Sunday, March 14, 2010

mother TV

A blank TV face can reveal all sorts of things.

Back in the farm days, my father-in-law had just invested in a sewing machine to stitch together the tobacco bags. It saved a good deal of time and work so he was pleased with his purchase. It'd only been used for a day when it disappeared. The farm manager hit on a plan: he'd go to consult Mai TV (Television's mother) in the Nyanga mountains. Mai TV could recover stolen goods, so the rumour went -- without moving a step from her door. True to her name, Mai TV had a TV in her shack, a turned-off TV with a blank face. The manager explained the problem. Mai TV looked into the dark face of the TV for a while. "You'll get it back tomorrow," she said. She gave the manager strict instructions on which route to take from Nyanga to go home if they wanted to get the machine back: definitely not the way they'd come but via Rusape. The manager did as he was told. Hey presto, the next morning the machine turned up, lying on the sandy path between the workers' compound and the tobacco shed.

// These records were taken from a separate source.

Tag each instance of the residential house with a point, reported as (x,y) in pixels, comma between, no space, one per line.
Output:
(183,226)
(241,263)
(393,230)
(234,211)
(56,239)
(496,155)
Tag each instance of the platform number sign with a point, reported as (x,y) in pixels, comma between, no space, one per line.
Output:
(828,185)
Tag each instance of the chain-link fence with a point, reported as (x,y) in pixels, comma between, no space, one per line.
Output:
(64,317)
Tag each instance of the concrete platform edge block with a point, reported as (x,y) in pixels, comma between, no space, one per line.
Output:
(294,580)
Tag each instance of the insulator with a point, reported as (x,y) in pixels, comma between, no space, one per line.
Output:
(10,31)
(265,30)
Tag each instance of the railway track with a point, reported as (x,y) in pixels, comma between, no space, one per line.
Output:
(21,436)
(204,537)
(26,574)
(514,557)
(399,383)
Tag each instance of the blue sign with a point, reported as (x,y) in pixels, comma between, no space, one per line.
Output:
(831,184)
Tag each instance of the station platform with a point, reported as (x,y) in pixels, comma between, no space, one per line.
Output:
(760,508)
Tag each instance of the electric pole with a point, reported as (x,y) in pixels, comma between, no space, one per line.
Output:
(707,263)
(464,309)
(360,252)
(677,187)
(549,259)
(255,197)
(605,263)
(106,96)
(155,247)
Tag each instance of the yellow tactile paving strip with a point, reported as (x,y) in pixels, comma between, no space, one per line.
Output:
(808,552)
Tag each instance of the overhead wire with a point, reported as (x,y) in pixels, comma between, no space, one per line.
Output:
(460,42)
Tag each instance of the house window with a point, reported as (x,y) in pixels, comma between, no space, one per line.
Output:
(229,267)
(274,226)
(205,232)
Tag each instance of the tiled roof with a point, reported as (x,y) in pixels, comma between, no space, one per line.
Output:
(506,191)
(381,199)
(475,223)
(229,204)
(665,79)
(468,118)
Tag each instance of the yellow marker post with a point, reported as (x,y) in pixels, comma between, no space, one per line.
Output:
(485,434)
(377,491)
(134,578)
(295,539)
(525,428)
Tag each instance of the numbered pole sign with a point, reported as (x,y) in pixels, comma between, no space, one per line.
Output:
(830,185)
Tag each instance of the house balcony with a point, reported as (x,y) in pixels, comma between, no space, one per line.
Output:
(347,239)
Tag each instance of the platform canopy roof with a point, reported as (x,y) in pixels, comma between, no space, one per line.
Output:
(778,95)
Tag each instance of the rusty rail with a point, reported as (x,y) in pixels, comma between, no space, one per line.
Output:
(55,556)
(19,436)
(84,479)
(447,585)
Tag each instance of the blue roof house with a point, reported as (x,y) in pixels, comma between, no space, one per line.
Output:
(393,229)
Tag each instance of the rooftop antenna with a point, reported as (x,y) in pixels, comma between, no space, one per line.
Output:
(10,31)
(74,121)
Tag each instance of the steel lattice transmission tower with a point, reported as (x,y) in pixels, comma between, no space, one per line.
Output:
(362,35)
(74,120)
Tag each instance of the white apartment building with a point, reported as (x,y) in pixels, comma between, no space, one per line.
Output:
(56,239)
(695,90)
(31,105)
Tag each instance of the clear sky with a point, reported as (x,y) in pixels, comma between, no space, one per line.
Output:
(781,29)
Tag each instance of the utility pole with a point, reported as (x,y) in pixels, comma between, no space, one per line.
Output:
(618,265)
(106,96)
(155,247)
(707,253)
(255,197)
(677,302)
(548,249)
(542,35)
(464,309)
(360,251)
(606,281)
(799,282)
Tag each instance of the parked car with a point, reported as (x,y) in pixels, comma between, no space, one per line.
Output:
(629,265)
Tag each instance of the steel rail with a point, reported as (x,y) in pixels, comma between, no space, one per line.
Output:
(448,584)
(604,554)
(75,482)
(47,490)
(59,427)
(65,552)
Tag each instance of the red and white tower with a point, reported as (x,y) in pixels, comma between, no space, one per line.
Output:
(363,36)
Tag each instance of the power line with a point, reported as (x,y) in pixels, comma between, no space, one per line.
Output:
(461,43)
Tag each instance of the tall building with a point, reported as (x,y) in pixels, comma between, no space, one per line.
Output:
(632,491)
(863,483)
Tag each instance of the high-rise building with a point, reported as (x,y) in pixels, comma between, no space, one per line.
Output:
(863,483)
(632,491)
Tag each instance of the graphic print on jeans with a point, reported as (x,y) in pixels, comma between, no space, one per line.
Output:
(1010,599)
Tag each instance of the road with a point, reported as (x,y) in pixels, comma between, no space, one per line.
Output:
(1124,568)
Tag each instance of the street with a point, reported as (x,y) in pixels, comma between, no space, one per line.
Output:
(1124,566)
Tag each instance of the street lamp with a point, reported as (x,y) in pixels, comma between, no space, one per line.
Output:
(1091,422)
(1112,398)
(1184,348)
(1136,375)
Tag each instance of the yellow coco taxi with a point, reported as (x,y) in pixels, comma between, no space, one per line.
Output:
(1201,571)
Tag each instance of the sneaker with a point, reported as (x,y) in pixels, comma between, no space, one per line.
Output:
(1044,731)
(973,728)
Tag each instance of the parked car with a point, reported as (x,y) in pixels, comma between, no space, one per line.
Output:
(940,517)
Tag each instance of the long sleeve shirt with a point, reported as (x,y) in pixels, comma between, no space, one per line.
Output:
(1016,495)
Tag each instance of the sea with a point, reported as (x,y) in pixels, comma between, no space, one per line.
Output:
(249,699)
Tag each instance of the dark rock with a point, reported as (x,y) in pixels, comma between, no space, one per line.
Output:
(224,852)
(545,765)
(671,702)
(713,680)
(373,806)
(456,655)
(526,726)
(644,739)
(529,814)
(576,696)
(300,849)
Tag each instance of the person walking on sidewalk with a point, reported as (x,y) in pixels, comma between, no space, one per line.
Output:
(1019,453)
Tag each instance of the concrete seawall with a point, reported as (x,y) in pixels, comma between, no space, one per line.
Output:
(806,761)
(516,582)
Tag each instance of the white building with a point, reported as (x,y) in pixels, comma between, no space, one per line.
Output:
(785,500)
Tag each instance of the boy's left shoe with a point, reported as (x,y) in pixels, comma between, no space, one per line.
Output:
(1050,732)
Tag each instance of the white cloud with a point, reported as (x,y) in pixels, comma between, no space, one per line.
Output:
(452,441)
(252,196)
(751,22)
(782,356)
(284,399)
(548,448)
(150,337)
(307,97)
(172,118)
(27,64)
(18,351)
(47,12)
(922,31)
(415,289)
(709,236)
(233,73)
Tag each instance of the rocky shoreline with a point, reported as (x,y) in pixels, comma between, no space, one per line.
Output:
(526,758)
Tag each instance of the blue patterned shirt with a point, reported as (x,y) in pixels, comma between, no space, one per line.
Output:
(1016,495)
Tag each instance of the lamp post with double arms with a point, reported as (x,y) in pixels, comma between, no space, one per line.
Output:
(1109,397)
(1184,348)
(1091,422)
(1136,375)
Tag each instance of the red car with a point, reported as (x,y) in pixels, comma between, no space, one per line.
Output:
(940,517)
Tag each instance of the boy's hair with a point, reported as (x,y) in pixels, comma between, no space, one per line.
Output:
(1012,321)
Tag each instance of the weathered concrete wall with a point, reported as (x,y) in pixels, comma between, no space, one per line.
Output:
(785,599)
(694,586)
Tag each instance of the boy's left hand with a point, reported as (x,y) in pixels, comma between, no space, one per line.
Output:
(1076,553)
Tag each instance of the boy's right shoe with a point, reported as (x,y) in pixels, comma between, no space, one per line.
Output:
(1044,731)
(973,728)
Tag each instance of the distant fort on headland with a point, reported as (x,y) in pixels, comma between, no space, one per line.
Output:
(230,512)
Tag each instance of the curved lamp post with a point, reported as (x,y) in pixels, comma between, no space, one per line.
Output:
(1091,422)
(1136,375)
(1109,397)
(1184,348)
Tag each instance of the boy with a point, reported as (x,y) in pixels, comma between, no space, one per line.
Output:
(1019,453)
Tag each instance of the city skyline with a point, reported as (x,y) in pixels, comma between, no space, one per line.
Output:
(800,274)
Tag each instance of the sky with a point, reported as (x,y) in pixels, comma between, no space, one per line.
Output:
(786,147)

"That's nothing," said my father-in-law's friend, now also an ex-farmer. He called in a n'anga (witchdoctor) when some of his property went missing. He had his suspicions among his workers but couldn't pin them on anybody. The n'anga lined all the employees up by the farm security fence and asked for a chicken. A chicken was brought. "You pass the chicken along the line," he ordered. "When the chicken gets to the guilty one, it will die." The chicken was solemnly passed from worker to worker. When it got to the cook, it died in his hands. "He was the one I thought was guilty," the friend said. The n'anga appeared to have proved it.